BMW新型「iX」:次世代EVの進化と魅力に迫る






BMWは、未来志向の電気自動車「iX」をモデルチェンジし、その進化を示しました。2021年の登場以来、BMWの電動化戦略を牽引してきたiXは、電気自動車専用の基盤技術を採用し、最先端のテクノロジーを搭載しています。今回の改良では、外観デザインの洗練、環境に配慮した内装素材の採用、そして圧倒的な走行性能の向上が図られ、次世代のラグジュアリーEVとしての地位を確固たるものにしています。本記事では、この新型iXがどのような進化を遂げたのか、その詳細を掘り下げていきます。
BMWは現在、多くのモデルで内燃機関車と電気自動車(BEV)を共通プラットフォームで製造する戦略をとっています。例えば、「X1」「X2」といったSUVモデルや、「4」「5」「7」シリーズのセダンタイプがこれに該当し、BEVモデルには「i」の文字が冠されます。しかし、唯一「iX」だけは、設計段階からBEV専用プラットフォームを基盤として開発されており、BMWが次世代のモビリティとして位置づける「ショーケース」としての役割を担っています。2021年に市場に投入されたこの大型SUVは、昨年後半に部分的な改良が加えられ、さらにその魅力を高めました。
外観デザインにおいては、新設計のバンパーやブラックカラーのアクセントパーツが随所に配され、よりスポーティな印象を与えます。特に注目すべきは、縦型4灯のデイタイムランニングライトと、光り輝くキドニーグリル「BMWアイコニックグロー」の採用です。これらは、新型iXの先進性と個性を際立たせています。

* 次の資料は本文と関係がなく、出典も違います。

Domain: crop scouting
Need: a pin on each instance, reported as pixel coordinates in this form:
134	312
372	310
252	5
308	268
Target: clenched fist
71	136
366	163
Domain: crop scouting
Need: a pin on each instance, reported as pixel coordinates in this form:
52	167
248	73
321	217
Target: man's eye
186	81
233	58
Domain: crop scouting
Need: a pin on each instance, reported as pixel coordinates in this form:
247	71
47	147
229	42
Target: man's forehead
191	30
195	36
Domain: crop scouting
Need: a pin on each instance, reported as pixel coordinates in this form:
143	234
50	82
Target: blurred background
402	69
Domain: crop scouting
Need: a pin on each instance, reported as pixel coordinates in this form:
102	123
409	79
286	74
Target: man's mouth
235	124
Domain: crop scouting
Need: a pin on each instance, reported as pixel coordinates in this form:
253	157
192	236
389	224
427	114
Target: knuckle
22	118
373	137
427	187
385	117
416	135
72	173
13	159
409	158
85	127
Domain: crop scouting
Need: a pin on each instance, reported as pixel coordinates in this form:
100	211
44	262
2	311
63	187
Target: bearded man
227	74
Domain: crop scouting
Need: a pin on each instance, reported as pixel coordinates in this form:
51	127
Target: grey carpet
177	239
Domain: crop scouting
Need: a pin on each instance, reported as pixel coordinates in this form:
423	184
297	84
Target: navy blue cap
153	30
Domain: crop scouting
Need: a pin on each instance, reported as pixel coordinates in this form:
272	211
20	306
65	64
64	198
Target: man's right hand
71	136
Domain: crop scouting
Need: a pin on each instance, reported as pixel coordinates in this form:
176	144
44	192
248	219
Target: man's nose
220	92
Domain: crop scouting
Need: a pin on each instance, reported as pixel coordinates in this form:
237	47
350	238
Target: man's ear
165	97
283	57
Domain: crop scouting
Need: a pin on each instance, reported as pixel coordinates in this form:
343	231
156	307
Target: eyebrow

内装に目を向けると、メーターパネルとセンタースクリーンが一体となった「カーブドディスプレイ」が、あたかも空中に浮かんでいるかのように配置されています。このカーブドディスプレイは、今日の多くのBMWモデルに採用されていますが、その起源はこの「iX」にあります。また、シート素材には動物由来のものではなく、植物由来の合成皮革「ヴェガンザ」と上質なマイクロファイバー素材を組み合わせることで、環境に配慮したエシカルな選択がされています。専用プラットフォームの利点として、センタートンネルがないため、フロアは完全にフラットで、前後席ともに広々とした足元空間が確保され、開放感あふれる室内空間を実現しています。
新型iXのラインナップは、2つの高性能モデルで構成されています。一つは、BMWのBEV史上最長となる723kmの航続距離を誇る「iX xDrive60」。もう一つは、システム最大トルクが1015Nmに達し、BMWモデルの中で最強の性能を持つ「iX M70 xDrive」です。今回の試乗では、BMW M社がチューニングを手がけた、よりスポーティなMパフォーマンスモデルである後者を体験しました。
この電気自動車は、環境性能とドライビングプレジャーを両立させるというBMWのコミットメントを体現しています。最新の技術と革新的なデザインが融合し、単なる移動手段を超えた、新たな体験を提供してくれるでしょう。特に、長距離走行を可能にする優れたバッテリー性能と、Mパフォーマンスモデルが提供する圧倒的な加速力は、EVの可能性を大きく広げるものです。